Собрание сочинений. Т. 1. Повести - Владимир Тендряков
Шрифт:
Интервал:
Закладка:
Старому ученому шел семьдесят восьмой год, но держался он все еще прямо, седую голову носил высоко, лицо потемнело, сморщилось, а в каждой морщинке — прежняя наэлектризованная энергия.

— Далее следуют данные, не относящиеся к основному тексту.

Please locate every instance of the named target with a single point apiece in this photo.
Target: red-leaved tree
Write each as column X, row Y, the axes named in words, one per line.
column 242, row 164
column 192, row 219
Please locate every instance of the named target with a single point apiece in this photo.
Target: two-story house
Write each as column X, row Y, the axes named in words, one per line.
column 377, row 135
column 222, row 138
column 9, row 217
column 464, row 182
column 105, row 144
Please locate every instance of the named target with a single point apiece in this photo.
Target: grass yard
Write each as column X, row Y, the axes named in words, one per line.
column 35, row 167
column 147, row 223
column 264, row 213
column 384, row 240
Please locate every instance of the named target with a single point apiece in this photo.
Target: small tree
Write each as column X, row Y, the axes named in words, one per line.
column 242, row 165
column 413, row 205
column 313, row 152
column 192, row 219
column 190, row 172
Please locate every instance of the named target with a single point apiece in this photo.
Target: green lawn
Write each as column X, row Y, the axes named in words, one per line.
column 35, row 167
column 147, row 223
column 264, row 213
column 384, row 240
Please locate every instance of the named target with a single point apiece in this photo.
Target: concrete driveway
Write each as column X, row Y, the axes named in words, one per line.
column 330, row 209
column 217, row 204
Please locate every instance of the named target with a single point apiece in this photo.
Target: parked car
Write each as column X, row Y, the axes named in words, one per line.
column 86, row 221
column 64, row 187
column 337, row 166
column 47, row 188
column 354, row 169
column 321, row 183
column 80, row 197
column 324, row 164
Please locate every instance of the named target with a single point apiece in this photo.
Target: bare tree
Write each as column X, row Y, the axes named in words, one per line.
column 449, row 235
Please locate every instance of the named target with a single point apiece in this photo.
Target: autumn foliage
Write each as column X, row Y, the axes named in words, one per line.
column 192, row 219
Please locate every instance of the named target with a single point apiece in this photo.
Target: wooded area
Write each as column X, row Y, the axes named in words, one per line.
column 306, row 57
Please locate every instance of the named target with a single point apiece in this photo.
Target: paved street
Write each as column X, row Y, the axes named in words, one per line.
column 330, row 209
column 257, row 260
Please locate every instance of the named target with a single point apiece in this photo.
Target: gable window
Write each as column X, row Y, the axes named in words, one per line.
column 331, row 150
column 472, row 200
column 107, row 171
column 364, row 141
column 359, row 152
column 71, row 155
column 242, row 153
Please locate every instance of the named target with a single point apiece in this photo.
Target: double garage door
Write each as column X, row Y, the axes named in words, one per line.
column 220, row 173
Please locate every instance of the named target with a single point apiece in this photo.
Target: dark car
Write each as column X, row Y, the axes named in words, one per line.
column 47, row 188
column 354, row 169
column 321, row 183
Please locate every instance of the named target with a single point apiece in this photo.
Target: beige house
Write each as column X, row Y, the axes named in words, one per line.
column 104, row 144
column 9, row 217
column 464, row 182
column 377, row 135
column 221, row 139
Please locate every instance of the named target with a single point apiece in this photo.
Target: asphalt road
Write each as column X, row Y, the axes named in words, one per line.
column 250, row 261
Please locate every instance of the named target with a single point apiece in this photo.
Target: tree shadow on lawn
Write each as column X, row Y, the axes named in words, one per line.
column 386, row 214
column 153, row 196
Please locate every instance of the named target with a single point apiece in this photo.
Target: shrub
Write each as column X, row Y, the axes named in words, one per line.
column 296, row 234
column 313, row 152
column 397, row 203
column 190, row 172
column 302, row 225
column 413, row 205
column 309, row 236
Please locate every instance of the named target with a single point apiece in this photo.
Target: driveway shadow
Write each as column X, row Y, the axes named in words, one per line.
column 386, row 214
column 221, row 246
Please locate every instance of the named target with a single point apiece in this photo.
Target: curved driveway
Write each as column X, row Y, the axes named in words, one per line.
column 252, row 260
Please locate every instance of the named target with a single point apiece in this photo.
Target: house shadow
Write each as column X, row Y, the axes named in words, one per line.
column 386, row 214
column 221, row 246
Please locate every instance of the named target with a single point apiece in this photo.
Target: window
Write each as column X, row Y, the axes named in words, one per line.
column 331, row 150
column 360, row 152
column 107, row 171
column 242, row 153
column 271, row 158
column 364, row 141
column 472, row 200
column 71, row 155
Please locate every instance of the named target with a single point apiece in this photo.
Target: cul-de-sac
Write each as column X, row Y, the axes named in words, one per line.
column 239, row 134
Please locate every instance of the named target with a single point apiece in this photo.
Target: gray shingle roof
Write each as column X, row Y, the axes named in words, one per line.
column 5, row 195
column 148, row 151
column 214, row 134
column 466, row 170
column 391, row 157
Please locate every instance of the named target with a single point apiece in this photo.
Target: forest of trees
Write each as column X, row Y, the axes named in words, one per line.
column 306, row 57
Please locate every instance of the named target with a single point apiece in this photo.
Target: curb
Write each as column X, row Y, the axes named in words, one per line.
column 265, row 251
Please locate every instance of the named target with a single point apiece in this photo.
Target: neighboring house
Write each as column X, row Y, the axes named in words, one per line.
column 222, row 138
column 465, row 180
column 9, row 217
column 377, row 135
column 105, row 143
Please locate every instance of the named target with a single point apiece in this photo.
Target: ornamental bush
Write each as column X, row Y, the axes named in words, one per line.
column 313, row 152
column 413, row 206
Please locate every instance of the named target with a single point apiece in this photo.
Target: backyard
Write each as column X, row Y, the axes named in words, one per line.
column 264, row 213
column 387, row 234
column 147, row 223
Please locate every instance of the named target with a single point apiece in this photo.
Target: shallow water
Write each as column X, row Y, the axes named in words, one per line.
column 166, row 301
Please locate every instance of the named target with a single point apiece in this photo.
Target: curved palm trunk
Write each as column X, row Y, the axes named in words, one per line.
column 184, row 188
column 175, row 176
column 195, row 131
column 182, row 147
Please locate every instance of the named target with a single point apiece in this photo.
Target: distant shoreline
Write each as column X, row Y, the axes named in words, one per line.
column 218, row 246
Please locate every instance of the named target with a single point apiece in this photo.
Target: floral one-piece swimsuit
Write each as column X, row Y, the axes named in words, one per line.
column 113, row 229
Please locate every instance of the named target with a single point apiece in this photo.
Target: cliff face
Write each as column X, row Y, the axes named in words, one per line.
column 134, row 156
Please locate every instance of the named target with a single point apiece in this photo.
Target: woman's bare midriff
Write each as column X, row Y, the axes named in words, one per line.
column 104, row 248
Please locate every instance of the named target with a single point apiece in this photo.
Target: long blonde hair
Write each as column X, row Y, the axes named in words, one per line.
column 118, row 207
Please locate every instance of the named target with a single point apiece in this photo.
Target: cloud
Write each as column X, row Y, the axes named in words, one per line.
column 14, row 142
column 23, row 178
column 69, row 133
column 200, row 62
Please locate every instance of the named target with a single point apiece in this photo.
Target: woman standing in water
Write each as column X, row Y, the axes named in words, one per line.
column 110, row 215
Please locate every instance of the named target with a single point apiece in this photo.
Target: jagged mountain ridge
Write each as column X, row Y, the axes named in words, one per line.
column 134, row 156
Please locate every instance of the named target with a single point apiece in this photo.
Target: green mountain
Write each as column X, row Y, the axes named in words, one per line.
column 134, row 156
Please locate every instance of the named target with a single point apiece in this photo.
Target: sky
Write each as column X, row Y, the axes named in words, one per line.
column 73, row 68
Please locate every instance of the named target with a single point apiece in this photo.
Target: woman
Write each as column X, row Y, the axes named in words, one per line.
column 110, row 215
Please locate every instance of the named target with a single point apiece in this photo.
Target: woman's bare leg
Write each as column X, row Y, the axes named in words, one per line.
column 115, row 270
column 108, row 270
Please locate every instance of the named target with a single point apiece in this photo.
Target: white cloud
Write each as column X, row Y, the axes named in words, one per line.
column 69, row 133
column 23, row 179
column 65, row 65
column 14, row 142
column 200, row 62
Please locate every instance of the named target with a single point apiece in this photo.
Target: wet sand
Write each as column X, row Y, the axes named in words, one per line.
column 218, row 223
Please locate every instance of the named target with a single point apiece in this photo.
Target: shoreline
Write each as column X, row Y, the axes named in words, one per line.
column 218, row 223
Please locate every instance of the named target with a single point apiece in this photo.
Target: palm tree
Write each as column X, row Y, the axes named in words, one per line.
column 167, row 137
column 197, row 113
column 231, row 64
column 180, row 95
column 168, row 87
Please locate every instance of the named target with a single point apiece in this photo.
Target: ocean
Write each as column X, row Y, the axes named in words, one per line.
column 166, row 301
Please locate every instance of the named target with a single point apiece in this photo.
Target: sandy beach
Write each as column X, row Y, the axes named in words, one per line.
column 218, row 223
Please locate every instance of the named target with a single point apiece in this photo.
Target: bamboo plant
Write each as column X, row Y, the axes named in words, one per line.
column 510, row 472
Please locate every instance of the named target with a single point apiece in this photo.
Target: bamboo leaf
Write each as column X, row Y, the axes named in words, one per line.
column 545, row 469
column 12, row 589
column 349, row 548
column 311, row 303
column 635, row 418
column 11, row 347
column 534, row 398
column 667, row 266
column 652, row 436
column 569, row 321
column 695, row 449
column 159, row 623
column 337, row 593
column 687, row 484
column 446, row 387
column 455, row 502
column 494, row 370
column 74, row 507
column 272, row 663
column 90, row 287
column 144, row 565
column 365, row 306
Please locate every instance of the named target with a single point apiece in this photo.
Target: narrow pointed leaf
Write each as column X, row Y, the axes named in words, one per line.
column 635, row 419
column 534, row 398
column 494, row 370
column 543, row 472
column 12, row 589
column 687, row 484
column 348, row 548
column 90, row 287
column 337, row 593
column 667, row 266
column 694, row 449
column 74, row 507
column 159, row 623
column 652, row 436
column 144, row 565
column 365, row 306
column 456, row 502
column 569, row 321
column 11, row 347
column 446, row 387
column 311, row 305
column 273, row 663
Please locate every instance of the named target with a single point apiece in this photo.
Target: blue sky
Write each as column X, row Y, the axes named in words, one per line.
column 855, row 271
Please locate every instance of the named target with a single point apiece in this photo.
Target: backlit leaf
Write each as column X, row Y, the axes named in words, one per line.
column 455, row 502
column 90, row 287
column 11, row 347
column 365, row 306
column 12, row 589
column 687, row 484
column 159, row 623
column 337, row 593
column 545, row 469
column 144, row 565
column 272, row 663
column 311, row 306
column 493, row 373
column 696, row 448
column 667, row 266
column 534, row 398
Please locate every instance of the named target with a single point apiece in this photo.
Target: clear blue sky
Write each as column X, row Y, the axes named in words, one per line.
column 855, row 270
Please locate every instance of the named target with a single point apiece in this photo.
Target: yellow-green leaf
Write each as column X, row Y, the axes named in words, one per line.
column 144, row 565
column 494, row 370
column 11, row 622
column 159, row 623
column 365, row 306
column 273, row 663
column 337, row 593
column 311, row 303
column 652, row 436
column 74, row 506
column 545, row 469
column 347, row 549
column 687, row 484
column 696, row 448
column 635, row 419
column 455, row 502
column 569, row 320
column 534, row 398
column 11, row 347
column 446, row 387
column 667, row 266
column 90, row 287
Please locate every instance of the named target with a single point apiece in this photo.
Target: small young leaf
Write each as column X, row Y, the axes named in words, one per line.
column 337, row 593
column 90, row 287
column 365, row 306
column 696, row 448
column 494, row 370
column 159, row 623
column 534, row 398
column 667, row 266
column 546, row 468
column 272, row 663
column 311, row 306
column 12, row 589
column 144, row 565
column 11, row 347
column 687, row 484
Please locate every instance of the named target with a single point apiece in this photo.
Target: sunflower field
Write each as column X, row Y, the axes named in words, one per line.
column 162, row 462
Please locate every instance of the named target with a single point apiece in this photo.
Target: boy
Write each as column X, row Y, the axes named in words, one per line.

Был осенний день, резкий ветер за слезящимися окнами срывал с деревьев последние, расквашенные дождем листья. В камине веселыми языками горели импровизированные поленья. Александр Николаевич по праву главы семьи взял на себя роль председательствующего. Все приготовились к суду долгому и обстоятельному. Но суд вышел короткий.
— Рассказывай, что толкнуло! — спросил отец.
Игорь, чистый, разрумянившийся, тщательно причесанный, но с каким-то непривычным выражением голода на возмужавшем лице, спокойно ответил:
— Удивительней, что никого из нас на это ничто не толкнуло.
Мать удивленно вскинула покрасневшие от непросыхающих слез глаза. Александр Николаевич, заметно раздавшийся за последние годы, затянутый в свой строгий профессорский костюм, скрипнул стулом и не нашелся, что ответить. Шаблин неожиданно хмыкнул, и глаза его молодо заблестели среди прокаленных временем морщинок.
— Коллегианами интересуемся, а под боком… Три человека здесь, всех троих уважаю. А никто из вас не бывал среди них. Даже вы, Игорь Владимирович.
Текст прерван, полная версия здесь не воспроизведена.